3. Does the physician whose name is stated above, have the unqualified authority to determine the levels of compensation to be paid to the physician assistant registered to him/her? If the answer to this question is no, please set forth in detail the manner in which the compensation of the physician assistant is established and the identification of the officer or officers of the corporation who are authorized to establish, increase or reduce the compensation of the physician assistant.
4. Does the physician whose name appears above have the unqualified authority in matters relating to patient care to enforce compliance with orders and directives issued to the physician assistant? Please describe in detail the manner in which such orders and directives may be enforced.
5. Is the physician assistant whose name appears above subject to the supervision, direction or control of any officer, director, supervisor or employee of the corporation other than the physician to whom he/she is registered? If the answer to this question is yes, please explain in detail, identifying the individual exercising the supervision, direction or control and the circumstances in which such supervision, direction and control would be exercised.
6. In matters relating to patient care, is the physician assistant whose name appears above subject to the immediate supervision, direction or control of any non-physician?

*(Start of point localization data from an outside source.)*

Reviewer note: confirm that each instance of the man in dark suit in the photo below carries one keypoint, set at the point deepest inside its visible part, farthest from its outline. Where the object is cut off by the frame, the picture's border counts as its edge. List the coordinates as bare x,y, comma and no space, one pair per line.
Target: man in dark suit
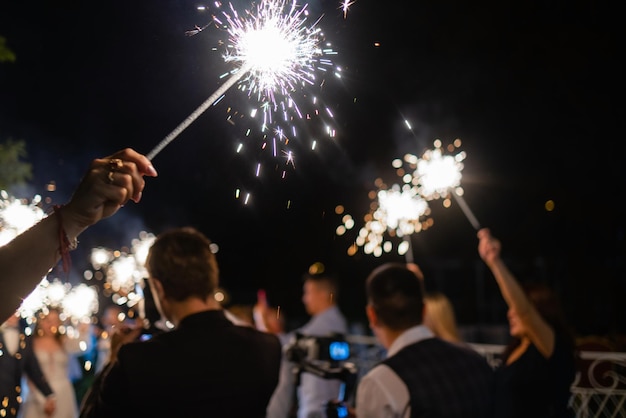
206,366
422,375
17,359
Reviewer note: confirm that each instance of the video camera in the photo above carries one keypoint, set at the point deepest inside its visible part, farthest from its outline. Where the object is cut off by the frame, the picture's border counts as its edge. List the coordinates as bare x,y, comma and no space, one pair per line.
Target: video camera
325,357
332,349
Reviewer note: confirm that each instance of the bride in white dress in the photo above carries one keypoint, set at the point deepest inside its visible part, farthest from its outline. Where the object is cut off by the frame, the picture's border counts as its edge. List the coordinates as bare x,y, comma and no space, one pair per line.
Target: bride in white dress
53,349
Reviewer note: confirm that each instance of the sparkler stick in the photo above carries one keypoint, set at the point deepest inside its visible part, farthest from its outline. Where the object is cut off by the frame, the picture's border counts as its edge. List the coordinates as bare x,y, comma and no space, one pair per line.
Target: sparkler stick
439,175
277,51
196,113
409,254
467,211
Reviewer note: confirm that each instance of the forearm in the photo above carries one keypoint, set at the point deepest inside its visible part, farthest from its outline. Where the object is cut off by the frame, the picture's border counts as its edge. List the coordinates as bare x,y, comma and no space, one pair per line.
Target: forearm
26,260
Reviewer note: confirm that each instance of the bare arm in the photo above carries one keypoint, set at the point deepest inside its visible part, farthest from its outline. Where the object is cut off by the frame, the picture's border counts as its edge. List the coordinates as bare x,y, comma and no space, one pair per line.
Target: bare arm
536,328
29,257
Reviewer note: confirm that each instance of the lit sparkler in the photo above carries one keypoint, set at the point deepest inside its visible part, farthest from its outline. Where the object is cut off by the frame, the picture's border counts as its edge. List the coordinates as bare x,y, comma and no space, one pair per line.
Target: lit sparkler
276,54
438,176
123,269
345,5
17,215
397,212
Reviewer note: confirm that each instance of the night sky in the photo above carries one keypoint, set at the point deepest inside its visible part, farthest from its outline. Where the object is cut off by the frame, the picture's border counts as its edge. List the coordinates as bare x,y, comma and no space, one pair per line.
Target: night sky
533,90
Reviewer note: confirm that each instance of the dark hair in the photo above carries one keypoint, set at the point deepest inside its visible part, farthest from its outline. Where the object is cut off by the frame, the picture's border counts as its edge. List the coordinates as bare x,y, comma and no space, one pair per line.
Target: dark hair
326,281
396,295
182,260
548,305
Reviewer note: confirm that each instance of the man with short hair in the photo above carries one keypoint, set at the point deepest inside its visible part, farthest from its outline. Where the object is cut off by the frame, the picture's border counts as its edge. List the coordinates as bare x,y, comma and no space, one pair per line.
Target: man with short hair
320,294
206,366
422,376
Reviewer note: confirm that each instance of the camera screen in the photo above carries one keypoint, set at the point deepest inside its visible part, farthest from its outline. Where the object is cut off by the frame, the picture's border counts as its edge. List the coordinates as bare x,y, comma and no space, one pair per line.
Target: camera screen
339,350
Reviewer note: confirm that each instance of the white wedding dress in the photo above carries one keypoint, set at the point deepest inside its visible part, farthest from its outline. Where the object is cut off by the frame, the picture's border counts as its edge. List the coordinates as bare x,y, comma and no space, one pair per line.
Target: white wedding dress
56,368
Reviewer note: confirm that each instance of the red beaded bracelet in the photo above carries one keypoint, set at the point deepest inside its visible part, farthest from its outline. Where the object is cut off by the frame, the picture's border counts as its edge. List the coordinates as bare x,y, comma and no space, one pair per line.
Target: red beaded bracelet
65,245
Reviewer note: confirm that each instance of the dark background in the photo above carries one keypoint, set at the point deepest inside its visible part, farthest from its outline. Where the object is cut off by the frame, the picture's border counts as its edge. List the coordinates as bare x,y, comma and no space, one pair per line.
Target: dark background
534,90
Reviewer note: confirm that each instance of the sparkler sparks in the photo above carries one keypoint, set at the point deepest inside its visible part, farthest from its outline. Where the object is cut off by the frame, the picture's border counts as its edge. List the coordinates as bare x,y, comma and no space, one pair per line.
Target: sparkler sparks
276,55
345,5
397,212
437,175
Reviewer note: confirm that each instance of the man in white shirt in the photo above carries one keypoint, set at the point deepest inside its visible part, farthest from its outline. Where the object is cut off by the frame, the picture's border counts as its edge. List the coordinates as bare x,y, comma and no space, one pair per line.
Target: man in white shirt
319,297
422,375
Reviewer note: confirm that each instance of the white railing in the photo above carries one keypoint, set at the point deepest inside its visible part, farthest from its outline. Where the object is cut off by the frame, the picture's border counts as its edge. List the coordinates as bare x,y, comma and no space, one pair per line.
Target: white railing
599,390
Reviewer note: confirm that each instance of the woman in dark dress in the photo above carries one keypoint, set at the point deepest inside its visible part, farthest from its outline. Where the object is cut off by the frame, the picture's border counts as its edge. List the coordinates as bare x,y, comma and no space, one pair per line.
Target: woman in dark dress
538,366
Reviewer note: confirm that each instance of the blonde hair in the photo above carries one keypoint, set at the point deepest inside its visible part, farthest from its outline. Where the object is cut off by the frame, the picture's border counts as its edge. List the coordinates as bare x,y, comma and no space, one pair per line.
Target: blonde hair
439,316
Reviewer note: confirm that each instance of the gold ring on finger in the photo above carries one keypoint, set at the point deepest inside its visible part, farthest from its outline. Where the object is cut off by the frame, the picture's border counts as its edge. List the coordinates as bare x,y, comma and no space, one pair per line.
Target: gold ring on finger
115,164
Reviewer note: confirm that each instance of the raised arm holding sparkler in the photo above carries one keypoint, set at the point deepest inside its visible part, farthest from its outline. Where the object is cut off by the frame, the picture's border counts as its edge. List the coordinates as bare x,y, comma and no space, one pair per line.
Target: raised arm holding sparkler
109,184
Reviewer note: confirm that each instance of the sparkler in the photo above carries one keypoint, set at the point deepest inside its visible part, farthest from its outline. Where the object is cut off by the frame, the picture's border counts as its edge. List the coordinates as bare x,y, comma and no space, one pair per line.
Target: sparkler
124,269
276,54
396,213
437,176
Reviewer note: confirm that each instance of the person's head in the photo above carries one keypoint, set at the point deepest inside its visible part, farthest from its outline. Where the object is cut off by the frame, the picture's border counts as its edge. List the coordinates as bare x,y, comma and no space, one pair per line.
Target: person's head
439,316
13,320
319,292
545,300
274,320
395,298
181,267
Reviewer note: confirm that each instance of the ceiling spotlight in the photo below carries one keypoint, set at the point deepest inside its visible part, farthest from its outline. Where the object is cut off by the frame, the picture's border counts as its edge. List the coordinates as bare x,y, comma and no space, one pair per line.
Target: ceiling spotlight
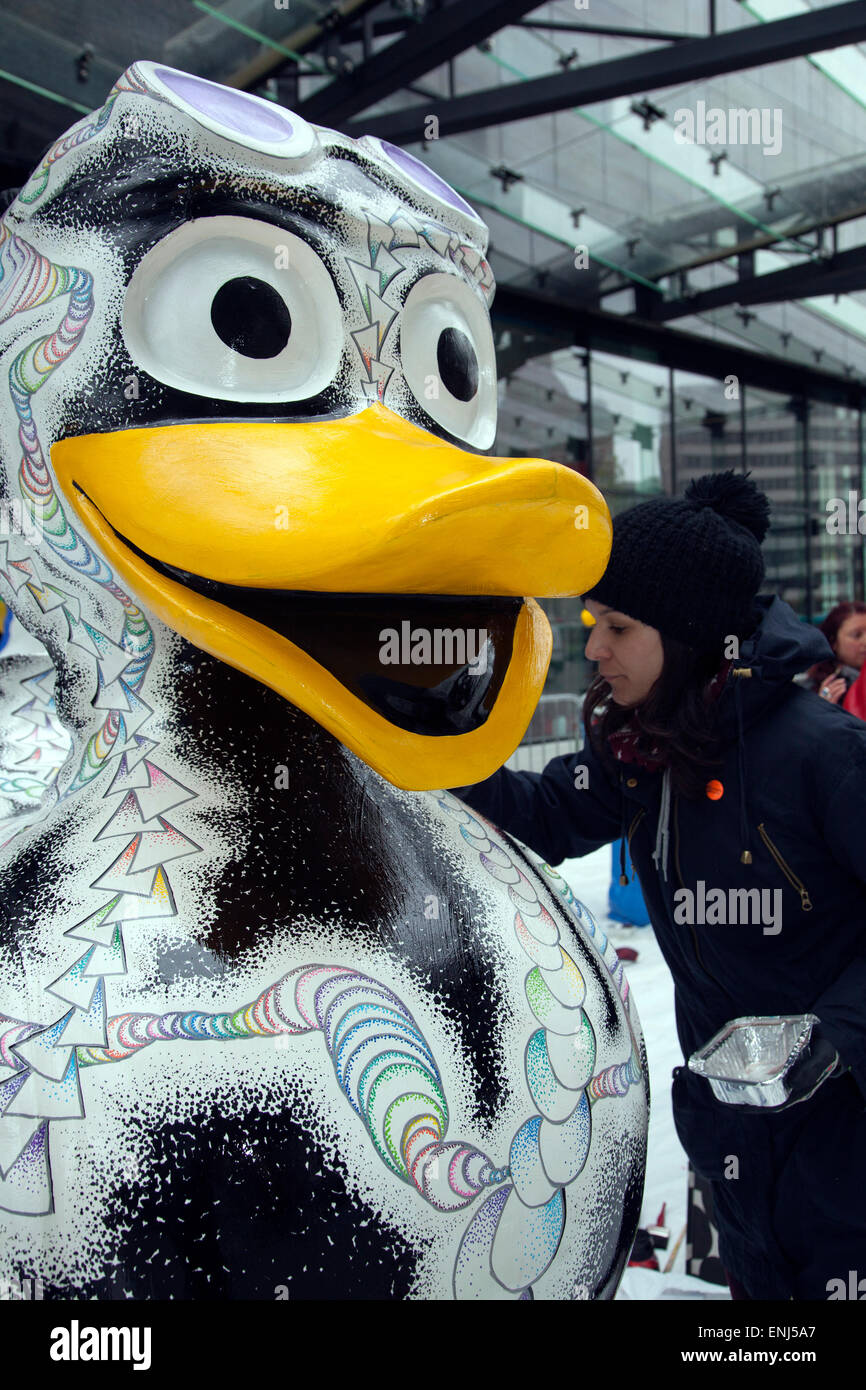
648,111
506,177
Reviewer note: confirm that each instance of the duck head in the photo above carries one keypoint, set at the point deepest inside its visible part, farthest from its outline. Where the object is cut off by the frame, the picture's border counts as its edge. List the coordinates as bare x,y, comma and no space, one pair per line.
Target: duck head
252,380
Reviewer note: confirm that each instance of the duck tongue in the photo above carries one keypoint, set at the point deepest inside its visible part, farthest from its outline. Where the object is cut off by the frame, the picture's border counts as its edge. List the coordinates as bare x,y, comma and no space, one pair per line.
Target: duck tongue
428,663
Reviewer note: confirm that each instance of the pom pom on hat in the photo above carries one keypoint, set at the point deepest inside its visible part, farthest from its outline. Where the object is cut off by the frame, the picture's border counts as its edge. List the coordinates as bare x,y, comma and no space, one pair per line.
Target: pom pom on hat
690,566
733,495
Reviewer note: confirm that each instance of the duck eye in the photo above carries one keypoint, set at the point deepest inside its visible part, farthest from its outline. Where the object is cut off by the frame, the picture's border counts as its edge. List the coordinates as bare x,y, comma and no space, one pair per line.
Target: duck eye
250,317
458,363
448,357
235,309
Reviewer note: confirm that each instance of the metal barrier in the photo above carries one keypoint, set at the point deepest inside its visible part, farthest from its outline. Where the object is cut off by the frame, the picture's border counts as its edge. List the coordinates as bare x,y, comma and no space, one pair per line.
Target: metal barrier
555,729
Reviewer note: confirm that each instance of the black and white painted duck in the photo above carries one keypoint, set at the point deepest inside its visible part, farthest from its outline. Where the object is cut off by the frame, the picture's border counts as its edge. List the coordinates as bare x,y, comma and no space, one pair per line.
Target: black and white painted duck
275,1019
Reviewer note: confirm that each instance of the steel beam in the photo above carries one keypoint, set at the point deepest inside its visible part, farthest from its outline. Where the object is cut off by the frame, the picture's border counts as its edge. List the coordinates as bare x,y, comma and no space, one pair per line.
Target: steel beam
52,64
545,317
610,31
442,35
681,63
841,274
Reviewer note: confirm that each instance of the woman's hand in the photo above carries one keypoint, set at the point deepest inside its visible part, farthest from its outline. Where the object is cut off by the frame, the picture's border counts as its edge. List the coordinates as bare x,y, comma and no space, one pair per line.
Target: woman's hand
834,690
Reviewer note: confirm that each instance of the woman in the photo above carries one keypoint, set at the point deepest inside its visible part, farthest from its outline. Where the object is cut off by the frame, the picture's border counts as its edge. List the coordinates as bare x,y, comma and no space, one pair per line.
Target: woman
845,630
726,774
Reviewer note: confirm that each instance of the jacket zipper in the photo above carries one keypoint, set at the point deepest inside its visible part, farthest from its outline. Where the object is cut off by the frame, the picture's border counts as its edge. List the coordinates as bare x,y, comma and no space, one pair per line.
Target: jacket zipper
699,958
631,830
801,888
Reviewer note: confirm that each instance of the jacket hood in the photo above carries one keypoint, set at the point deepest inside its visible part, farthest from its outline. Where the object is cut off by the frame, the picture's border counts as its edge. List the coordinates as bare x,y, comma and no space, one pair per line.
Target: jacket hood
779,649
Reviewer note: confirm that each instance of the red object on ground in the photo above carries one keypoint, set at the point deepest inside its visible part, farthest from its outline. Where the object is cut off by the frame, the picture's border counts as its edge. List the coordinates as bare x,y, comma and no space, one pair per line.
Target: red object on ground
855,699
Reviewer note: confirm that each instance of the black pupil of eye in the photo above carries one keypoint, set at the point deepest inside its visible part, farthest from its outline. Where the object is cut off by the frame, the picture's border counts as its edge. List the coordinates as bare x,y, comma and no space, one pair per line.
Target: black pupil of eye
458,363
250,317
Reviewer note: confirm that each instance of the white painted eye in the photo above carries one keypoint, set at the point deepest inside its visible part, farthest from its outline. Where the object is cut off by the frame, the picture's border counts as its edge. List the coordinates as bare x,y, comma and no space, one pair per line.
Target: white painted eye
235,309
448,356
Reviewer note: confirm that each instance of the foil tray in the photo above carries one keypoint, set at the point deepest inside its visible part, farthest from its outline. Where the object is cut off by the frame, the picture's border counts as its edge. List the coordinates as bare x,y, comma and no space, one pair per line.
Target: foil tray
748,1061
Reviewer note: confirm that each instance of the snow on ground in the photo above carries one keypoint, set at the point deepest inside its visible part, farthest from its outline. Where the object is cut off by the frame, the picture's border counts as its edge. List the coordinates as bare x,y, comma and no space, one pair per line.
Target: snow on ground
666,1164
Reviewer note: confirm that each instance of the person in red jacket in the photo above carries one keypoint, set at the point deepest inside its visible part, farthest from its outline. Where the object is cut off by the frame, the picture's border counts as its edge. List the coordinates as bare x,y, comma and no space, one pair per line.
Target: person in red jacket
845,630
742,798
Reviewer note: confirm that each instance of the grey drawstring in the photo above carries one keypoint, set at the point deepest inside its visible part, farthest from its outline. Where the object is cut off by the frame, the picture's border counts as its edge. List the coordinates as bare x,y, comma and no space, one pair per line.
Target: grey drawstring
745,856
663,831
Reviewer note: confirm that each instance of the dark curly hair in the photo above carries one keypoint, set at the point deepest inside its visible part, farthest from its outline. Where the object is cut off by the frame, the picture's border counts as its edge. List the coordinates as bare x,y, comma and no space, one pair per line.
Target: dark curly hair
677,717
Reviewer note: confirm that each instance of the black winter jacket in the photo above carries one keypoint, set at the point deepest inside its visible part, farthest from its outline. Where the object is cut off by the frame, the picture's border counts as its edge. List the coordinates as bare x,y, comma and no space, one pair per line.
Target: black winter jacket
793,1205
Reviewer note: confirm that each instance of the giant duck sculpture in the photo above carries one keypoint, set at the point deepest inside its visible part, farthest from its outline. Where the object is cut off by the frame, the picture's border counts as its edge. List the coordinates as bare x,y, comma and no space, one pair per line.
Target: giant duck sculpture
275,1020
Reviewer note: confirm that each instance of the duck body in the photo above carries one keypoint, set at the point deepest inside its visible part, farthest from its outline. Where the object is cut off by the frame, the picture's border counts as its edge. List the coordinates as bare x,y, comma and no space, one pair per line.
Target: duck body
237,1166
270,1025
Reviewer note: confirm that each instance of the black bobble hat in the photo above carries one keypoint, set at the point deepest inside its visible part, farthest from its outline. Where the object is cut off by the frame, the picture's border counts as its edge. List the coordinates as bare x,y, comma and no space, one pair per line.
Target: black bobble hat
690,566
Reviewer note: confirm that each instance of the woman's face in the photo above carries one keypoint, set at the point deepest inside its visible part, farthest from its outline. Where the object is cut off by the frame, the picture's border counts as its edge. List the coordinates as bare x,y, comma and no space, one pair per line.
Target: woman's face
851,641
628,653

If yes, explain the relationship.
7. Will the physician assistant whose name appears above be expected or required to perform any part of his/her duties at any time when the physician to whom he/she is registered is not on duty and physically present on the premises of the hospital, clinic, or facility where the physician's assistant services will be rendered? If the answer to this question is yes, please explain in detail all such circumstances.
I understand that the information submitted herein is to be used by the Board of Medical Examiners as the basis for registration of a physician assistant and that the furnishing of false or misleading information or the future occurrence of substantial departures from or violations of the standards and procedures outlined in this response may be considered by the Board as grounds for termination of the registration of the physician assistant.
The undersigned hereby certifies that the foregoing information is true and correct to the best of my knowledge, information and belief
________________________________________________________________
Name of the Corporation Title of Officer Signing Certificate
________________________________________________________________
Printed Name of the Officer Signing Certificate Signature
This form may be sent to the Board via facsimile or email (see instructions)
Ala. Admin. Code 540, ch. 540-X-7, app A
Author: Alabama Board of Medical Examiners
Statutory Authority: Code of Ala. 1975, § 34-24-290, et. seq.